Genetic predisposition to celiac disease is mainly determined by the presence of HLA-DQ2.5 and HLA-DQ8 haplotypes, which are found on the surfaces of some cells and respond to the presence of gluten, activating the inflammatory response. Thus, patients with celiac disease have at least one copy of any of these haplotypes. The absence of these haplotypes leads to the suspicion that the person does not have celiac disease.
With tellmeGen’s nutrigenetic test you can find out if you have any of these haplotypes and if you are therefore predisposed to develop this condition.
The MTHFR gene encodes for a key protein in folate metabolism. It is responsible for transforming folic acid ingested in the diet into a form usable by the body. In addition, it also converts homocysteine into methionine, an essential amino acid.
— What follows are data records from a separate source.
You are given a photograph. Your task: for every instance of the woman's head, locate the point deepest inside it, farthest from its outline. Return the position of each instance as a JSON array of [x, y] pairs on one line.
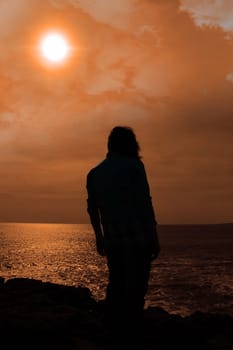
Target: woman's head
[[122, 140]]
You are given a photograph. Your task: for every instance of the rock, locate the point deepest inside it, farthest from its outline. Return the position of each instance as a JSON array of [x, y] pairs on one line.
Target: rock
[[41, 315]]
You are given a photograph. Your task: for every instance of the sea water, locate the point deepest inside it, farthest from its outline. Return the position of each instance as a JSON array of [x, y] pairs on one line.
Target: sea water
[[194, 271]]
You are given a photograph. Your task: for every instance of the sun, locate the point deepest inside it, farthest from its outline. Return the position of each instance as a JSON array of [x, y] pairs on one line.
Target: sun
[[54, 47]]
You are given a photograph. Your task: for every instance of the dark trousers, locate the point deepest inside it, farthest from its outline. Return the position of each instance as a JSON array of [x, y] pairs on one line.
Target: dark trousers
[[129, 270]]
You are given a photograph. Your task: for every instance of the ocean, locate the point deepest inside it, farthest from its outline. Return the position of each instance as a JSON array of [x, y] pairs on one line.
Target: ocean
[[194, 271]]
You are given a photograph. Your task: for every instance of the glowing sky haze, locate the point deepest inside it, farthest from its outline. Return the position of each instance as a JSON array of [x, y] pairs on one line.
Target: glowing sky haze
[[163, 67]]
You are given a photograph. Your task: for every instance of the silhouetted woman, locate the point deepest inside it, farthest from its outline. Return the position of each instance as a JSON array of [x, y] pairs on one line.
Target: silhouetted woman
[[124, 222]]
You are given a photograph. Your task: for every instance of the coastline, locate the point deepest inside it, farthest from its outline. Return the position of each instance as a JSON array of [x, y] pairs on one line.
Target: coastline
[[44, 315]]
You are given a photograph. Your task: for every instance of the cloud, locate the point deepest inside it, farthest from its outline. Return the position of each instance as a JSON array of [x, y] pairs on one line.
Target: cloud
[[138, 63], [213, 13], [111, 12]]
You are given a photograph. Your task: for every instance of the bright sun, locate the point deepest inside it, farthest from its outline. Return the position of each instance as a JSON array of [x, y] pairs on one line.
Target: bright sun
[[54, 47]]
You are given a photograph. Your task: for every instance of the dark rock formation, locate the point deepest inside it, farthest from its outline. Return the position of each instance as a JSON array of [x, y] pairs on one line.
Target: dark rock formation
[[41, 315]]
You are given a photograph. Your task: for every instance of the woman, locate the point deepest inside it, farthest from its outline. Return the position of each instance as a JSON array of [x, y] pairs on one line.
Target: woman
[[122, 216]]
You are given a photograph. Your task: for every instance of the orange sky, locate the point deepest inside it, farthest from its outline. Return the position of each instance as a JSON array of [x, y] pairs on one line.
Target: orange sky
[[163, 67]]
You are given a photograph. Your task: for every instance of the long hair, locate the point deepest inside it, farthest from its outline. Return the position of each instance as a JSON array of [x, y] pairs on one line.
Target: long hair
[[122, 140]]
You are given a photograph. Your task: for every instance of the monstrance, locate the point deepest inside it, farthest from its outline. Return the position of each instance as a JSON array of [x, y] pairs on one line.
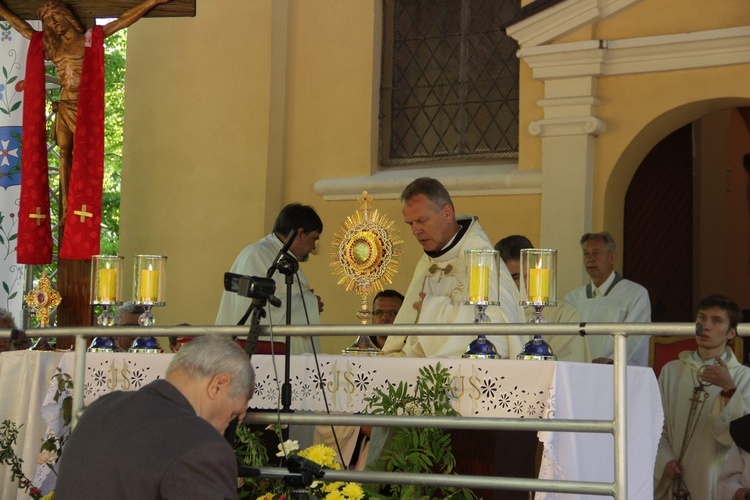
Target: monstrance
[[364, 251], [42, 300]]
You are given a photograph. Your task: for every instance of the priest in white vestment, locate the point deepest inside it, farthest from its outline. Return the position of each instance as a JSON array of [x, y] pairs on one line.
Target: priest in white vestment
[[610, 298], [726, 383], [436, 292], [256, 259]]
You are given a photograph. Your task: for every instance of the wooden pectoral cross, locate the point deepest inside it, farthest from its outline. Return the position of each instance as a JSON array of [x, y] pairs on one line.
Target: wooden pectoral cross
[[89, 9]]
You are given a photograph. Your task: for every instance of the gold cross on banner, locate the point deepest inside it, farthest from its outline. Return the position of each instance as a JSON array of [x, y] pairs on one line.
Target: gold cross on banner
[[83, 213], [38, 216]]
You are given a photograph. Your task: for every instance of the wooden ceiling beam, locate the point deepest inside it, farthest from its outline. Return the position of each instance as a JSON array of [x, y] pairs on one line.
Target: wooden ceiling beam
[[89, 9]]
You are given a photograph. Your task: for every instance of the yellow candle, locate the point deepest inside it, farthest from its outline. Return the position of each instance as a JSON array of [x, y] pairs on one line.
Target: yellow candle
[[107, 285], [479, 284], [148, 287], [538, 285]]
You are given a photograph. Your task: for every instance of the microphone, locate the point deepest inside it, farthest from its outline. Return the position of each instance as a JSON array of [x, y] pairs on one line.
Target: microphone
[[282, 253]]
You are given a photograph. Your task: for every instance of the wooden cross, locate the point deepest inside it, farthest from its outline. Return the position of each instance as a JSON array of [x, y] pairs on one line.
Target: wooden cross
[[89, 9], [38, 216], [83, 213]]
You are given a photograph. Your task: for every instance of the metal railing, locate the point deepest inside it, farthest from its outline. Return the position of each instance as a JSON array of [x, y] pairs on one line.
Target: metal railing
[[616, 426]]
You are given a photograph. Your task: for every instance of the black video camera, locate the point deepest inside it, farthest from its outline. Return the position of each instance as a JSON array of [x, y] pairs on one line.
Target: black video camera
[[249, 286]]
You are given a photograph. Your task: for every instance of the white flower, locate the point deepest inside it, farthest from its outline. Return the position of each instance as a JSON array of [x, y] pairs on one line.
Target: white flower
[[46, 457], [287, 447]]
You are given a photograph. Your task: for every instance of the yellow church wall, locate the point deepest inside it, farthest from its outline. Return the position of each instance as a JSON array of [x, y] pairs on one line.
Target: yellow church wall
[[194, 174], [668, 17], [640, 110], [220, 134]]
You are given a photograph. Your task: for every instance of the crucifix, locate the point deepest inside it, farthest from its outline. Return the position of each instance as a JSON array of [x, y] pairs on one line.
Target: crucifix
[[64, 41]]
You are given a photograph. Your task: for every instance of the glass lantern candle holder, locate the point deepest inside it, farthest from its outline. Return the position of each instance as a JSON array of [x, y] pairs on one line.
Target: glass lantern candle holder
[[482, 290], [106, 291], [149, 280], [149, 290], [538, 290]]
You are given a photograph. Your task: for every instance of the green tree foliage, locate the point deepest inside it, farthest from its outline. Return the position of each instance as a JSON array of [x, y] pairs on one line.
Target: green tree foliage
[[413, 449], [114, 113]]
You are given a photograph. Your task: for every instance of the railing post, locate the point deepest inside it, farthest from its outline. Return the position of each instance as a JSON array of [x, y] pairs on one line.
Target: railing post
[[621, 415], [79, 377]]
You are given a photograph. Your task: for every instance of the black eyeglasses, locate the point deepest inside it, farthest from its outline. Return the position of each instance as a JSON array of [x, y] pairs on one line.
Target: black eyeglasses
[[381, 312]]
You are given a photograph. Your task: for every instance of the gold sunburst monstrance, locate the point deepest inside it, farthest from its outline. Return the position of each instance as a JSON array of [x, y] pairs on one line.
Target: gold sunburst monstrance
[[364, 254], [43, 299]]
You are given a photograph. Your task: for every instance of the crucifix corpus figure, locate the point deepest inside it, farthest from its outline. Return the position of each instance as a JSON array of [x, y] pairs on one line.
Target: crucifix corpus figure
[[64, 45]]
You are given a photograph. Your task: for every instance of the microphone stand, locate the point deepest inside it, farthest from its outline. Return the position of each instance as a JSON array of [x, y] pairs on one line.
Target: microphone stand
[[288, 266]]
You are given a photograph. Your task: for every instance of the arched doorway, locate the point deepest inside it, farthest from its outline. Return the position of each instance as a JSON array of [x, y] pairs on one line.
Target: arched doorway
[[687, 216]]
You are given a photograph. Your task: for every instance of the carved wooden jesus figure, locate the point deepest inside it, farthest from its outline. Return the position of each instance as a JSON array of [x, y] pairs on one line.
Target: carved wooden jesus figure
[[64, 45]]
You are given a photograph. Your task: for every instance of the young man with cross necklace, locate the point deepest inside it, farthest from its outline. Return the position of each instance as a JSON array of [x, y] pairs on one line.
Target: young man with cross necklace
[[702, 392]]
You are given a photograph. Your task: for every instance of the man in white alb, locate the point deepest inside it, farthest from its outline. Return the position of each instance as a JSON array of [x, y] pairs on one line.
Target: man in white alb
[[610, 298]]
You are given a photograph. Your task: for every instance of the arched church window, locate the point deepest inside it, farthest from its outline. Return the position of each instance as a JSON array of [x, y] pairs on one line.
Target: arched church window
[[449, 81]]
Several studies have associated the presence of some common genetic variants in the population, specifically C677T and A1298C, with decreased folate metabolic capacity. This can lead to a decrease in blood folate levels and an increase in homocysteine levels, which has been associated with an increased predisposition to various conditions such as coronary artery disease, thrombophilias and fertility problems, among others.
Therefore, genetic evaluation of the presence of these two variants can give us information about our ability to metabolize folic acid and homocysteine.
A team of experts in nutrigenetics is always at your disposal
In the DNA test results, you will receive valuable information about your genetic predisposition to have increased or decreased levels of the vitamins and metabolites analyzed, such as those mentioned above, as well as your susceptibility to certain intolerances such as lactose or gluten. In many cases, this information can be a good approximation for estimating blood or tissue levels of these compounds, which can help us to know whether or not, and if so how, to modify our eating habits and/or lifestyle.
After receiving your results, we provide you with our nutrigenetics experts who will be able to evaluate your results in depth, help you understand your results as well as possible and give you the most appropriate dietary and lifestyle recommendations to improve your nutritional and health status.